The digits form three 3-digit numbers reading left-to-right, and three 3-digit numbers reading top-to-bottom. Also consider these six 3-digit numbers reversed, that is, reading right-to-left and bottom-to-top.

For each of those nine digits, d, you count how many of the twelve 3-digit numbers are divisible by the number d. In the case of each d, that number, the count, is itself divisible by d.

How are the numbers arranged, with the understanding that rotations and reflections of that arrangement are possible alternatives?

Im not all the way there yet, but I'm close..

The divisibility condition for 5 and 2 depend only on the last digit of the 3 digit numbers (=3dns). Therefore, the number of occurences of numbers divisible by 2 (5) is the number of occurences of an even number (multiple of 5) at an edge midpoint (=emp) plus twice the number of occurences at a corner. It follows that {5} must be located at the centre and that there are an even number of emps occupied by evens.

The divisibility condition for 9 depends on the sum of the digits of the 3dns and, as such, is independent of the arrangement of digits (!) The number of 3dns divisible by 9 is divisible by 9 if 4 times the sum of the digits 1..9 is divisible by 9. This condition is met (which also implies the the condition for 3 is met as well), so we are still in the game.

Let’s take a closer look at the evens. If we locate all the evens at the emps, there will be exactly 1 3dns divisible by 8. Namely, the 3dn ending in 56 No good. If we locate all the evens in the corners, then we have exactly 2 3dns divisible by 8, namely those ending in 6. Again, no good.
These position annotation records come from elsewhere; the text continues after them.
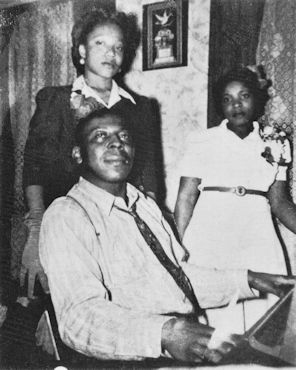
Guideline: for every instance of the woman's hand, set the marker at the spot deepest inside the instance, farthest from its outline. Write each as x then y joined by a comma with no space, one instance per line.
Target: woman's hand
186,200
270,283
188,340
31,266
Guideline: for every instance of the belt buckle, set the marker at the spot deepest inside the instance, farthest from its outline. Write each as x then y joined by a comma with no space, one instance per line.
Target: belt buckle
240,191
So we are left splitting the evens between corners and emps, and have to take care to place 6 in a corner diagonally opposite one of {48} so as to avoid the 3dn 256 (divisible by by 8!). This also assures six 3dns divisible by 6, as there will be exactly six even 3dns.

We are left to consider arrangement that produce either seven 3dns divisible by 7, or none. This choice is decisive for deciding which even to put in the corner opposite {6}, as 658 is a multiple of 7.

Finding an arrangement that gives exactly sevens multiples of 7 sounds like a tall order, as this would uniquely constrains a lot of locations. Let’s try:

XX8

X5X

6XX

of the emp combinations (A5B), 952 is uniquely prodcutive, as it gives multiples of 7 in both directions. The only possibility to get a multiple of 7 ending or beginning with {4} is 154. This leaves {37} to fill the empty corners, in the best case producing two further multiples of 7. This leads to

798

154

623

which comes close with six multiples of 7, but still has to be rejected.

It seems is easier to avoid multiples of 7. For instance,

391

752

684

does the trick. Or, proceeding more systematically, we start with

ab4

c5d

6ef

2a + b <> 3,10,17,24

a + b <> 6,13

2a+c <> 8,15,22

a+c <> 9,16

2c+d <> 6,13,20

c+2d <> 6,13,20

e+f <> 9,16

e+2f <> 8,15,22

2b+e <> 6,13,20

b+2e <> 6,13,20

d+f <> 6,13

d+2f <> 10,17,24

this leads to a set of possibilities. Maybe if i have energy and interest in the next days i will post it.